We highlight three main considerations for systematic reviewers when selecting a method for handling missing mean or variability summaries: applicability; assumptions; and availability of the required data.
Applicability
While Bayesian hierarchical modelling and approximate Bayesian computation offer much flexibility for systematic review groups in which this expertise is present, these methods are not currently available in standard metaanalysis software and therefore remain unavailable to the majority of systematic reviewers. In contrast, the approximate algebraic approaches of Hozo [6], Bland [21] and Wan [22] are readily applied in Excel and statistical software. The single imputation approach of Ma et al. [23] and the lookup table in Walter and Yao [18] are also reasonably accessible. Ease of use of a particular method must of course be balanced against its assumptions, so for example sensitivity to the assumption of Normality inherent in approximate algebraic approaches would require careful evaluation.
Assumptions
Many of the methods described in this review assume that data are Normally distributed. Skewness, or other nonNormal features, may be the underlying reason for an SD or mean being absent from a clinical trial report and so any method will need to be robust to deviations from Normality. Encouragingly, despite having theoretical dependence on Normality, many methods performed well when estimating the mean or SD from data with logNormal, Weibull, Exponential or Beta distributions.
When mean or SD data are missing in a trial report, it is essential to investigate possible mechanisms that would have led to this, and to use this knowledge when choosing an imputation method [27]. Almost all of the identified methods in this review assumed that the relevant summary statistics would be missing completely at random or at best, missing at random. The plausibility of such assumptions will often be questionable, and so conducting appropriate sensitivity analyses to explore the assumptions of the selected imputation method will also form an essential part of the process. The strategy which omits studies with missing summary statistics from the metaanalysis should be one such sensitivity analysis, given its relatively strong performance across our illustrative metaanalysis scenarios.
Availability of data
In the event of a mean or SD being unreported for a clinical trial, there is also no guarantee that summary statistics required by the methods identified in this review would be available. We therefore caution against advocating a single approach. Several methods could be applied within a single metaanalysis, on a trialby trial basis, depending on which statistics were available for each trial. The ease of applicability and strong estimation performance of the Walter and Yao method for missing SDs cannot be utilised if the minimum and maximum values (or range) of the data are unreported. Similarly, the straightforward method of Wan estimates the mean well but requires information on the median and lower and upper quartiles. For example, in a systematic review of earlysupported discharge interventions following acute stroke [28], the minimum and maximum of the hospital length of stay outcome were reported in four of eight original trial publications (50%) and its median, lower and upper quartiles were reported for two of eight trials (25%). This emphasises the importance of having a suite of methods available to handle unreported summary statistics.

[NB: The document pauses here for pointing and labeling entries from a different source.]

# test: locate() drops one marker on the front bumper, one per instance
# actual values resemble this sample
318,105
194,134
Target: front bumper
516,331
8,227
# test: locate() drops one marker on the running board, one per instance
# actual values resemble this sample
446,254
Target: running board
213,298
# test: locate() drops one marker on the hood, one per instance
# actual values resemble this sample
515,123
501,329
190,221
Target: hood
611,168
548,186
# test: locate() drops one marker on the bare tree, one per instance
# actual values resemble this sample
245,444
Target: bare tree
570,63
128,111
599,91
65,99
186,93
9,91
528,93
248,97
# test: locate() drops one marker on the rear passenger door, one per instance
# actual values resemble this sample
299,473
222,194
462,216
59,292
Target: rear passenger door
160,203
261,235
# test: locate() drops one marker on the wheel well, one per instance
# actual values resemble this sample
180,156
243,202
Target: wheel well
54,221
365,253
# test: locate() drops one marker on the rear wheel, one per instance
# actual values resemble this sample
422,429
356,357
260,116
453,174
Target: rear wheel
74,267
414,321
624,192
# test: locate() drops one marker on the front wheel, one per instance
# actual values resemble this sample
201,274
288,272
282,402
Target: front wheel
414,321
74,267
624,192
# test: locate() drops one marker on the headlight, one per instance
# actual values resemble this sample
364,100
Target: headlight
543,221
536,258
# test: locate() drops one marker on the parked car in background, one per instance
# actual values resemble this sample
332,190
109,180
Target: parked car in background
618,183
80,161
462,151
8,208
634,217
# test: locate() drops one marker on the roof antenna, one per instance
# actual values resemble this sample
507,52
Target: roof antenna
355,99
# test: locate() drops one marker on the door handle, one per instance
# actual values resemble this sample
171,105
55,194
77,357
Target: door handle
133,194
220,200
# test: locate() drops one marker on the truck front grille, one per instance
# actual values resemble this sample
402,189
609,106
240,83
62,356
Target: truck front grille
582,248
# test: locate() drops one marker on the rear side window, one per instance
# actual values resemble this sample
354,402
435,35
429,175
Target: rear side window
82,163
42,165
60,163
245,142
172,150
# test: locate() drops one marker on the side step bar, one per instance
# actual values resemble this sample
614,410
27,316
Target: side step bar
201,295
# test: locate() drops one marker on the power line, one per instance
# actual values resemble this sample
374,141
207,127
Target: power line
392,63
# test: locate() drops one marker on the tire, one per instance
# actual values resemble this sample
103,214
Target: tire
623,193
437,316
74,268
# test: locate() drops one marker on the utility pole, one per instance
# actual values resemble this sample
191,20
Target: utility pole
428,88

For continuous outcomes which have a highly skewed distribution, it remains an open question whether basing a metaanalysis on the mean treatment effect is the most appropriate approach. Future research should investigate alternative approaches not based on the mean, for example building on the work of Higgins and colleagues [29] which enables results from the original and logtransformed scales to be combined in a metaanalysis to provide a geometric mean summary of treatment effect. When a metaanalysis of a highly skewed outcome is based on mean and SD summary statistics, the implicit assumption is that the systematic review will have identified enough sufficiently large trials that the central limit theorem would apply. We note that this will not universally be the case in all areas of medicine or for the full range of research questions addressed by metaanalysis.

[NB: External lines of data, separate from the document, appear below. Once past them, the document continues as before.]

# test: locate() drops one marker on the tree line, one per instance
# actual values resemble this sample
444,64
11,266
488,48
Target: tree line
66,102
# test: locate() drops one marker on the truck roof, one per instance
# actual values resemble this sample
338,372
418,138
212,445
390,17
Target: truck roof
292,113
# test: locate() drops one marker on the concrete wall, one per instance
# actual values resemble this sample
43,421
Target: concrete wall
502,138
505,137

Our review had a number of strengths and limitations. Because of the frequent usage of the search terms of interest (mean, standard deviation) in manuscript text it was a challenge to develop a sufficiently specific electronic search which was also sensitive. This, and the pattern of duplicate hits across electronic database sources in the SD methods search, led us to narrow the scope of the electronic searching for methodology to handle missing mean values to the EMBASE database only. We offset this limitation by performing cited reference searching on known key papers and by surveying topic experts from the Cochrane Statistics Methods Group. This also provided assurance that our review findings reflect the current state of the art, given the time gap from our original electronic searching to reporting. Our use of multiple sources (electronic, grey literature, expert opinion) provides protection against publication bias. The lack of a substantial treatment effect on the length of stay outcome in our illustrative metaanalyses using GALA trial [7] data may have limited the extent to which the potential bias of the selected methods could be evaluated. By presenting the mean and SD/SE/variance reviews together, we provide a single resource for systematic reviewers seeking guidance on the issue.
Conclusions
Ultimately, full reporting of the original trial data is preferable [30] to any efforts to recover missing mean or SD values. Nevertheless, the range of methods identified in this review remain important as they allow systematic reviewers performing metaanalysis to incorporate as much information as possible from completed trials which have already reported, often giving an advantage over the omission of trials with missing mean or SD values from a metaanalysis.
Abbreviations
 ABC :

Approximate Bayesian Computation
 SD:

Standard deviation
 SE:

Standard error
References
 1.
Garrattini S, Jacobsen JC, Wetterslev J, Bertele V, Banzi R, Rath A, et al. Evidencebased clinical practice: overview of threats to the validity of evidence and how to minimise them. Eur J Intern Med. 2016;32:13–21.
 2.
Egger M, Smith GD, Metaanalysis PAN. Principles and procedures. Br Med J. 1997;315:1533–7.
 3.
Dwan K, Altman DG, Arnaiz JA, Bloom J, Chan AW, Cronin E, et al. Systematic review of the empirical evidence of study publication bias and outcome reporting bias. PLoS One. 2008;3:e3081.
 4.
Higgins JPT, Green S. Cochrane Handbook for systematic reviews of interventions version 5.1.0 [updated march 2011]. The Cochrane Collaboration. 2011. http://handbook51.cochrane.org/. Accessed 27 February 2018.
 5.
Wiebe N, Vandermeer B, Platt RW, Klassen TP, Moher D, Barrowman NJA. Systematic review identifies a lack of standardization in methods for handling missing variance data. J Clin Epidemiol. 2006;59:342–53.
 6.
Hozo SP, Djulbegovic B, Hozo I. Estimating the mean and variance from the median, range, and the size of a sample. BMC Med Res Methodol. 2005;5:13.
 7.
GALA Trial Collaborative Group. General anaesthesia versus local anaesthesia for carotid surgery (GALA): a multicentre, randomised controlled trial. Lancet. 2008;372:2132–42.
 8.
Review Manager (RevMan) [Computer program]. Version 5.3. Copenhagen: The Nordic Cochrane Centre, The Cochrane Collaboration; 2014.
 9.
Abrams KR, Gillies CL, Lambert PC. Metaanalysis of heterogeneously reported trials assessing change from baseline. Stat Med. 2005;24:3823–44.
 10.
Sung L, Beyene J, Hayden J, Nathan PC, Lange B, Tomlinson GAA. Bayesian metaanalysis of prophylactic granulocyte colonystimulating factor and granulocytemacrophage colonystimulating factor in children with cancer. Am J Epidemiol. 2006;163:811–7.
 11.
Nixon RM, Muller E, Lowy A, Flavey H. Valsartan vs. other angiotensin II receptor blockers in the treatment of hypertension: a metaanalytical approach. Int J Clin Pract. 2009;63:766–75.
 12.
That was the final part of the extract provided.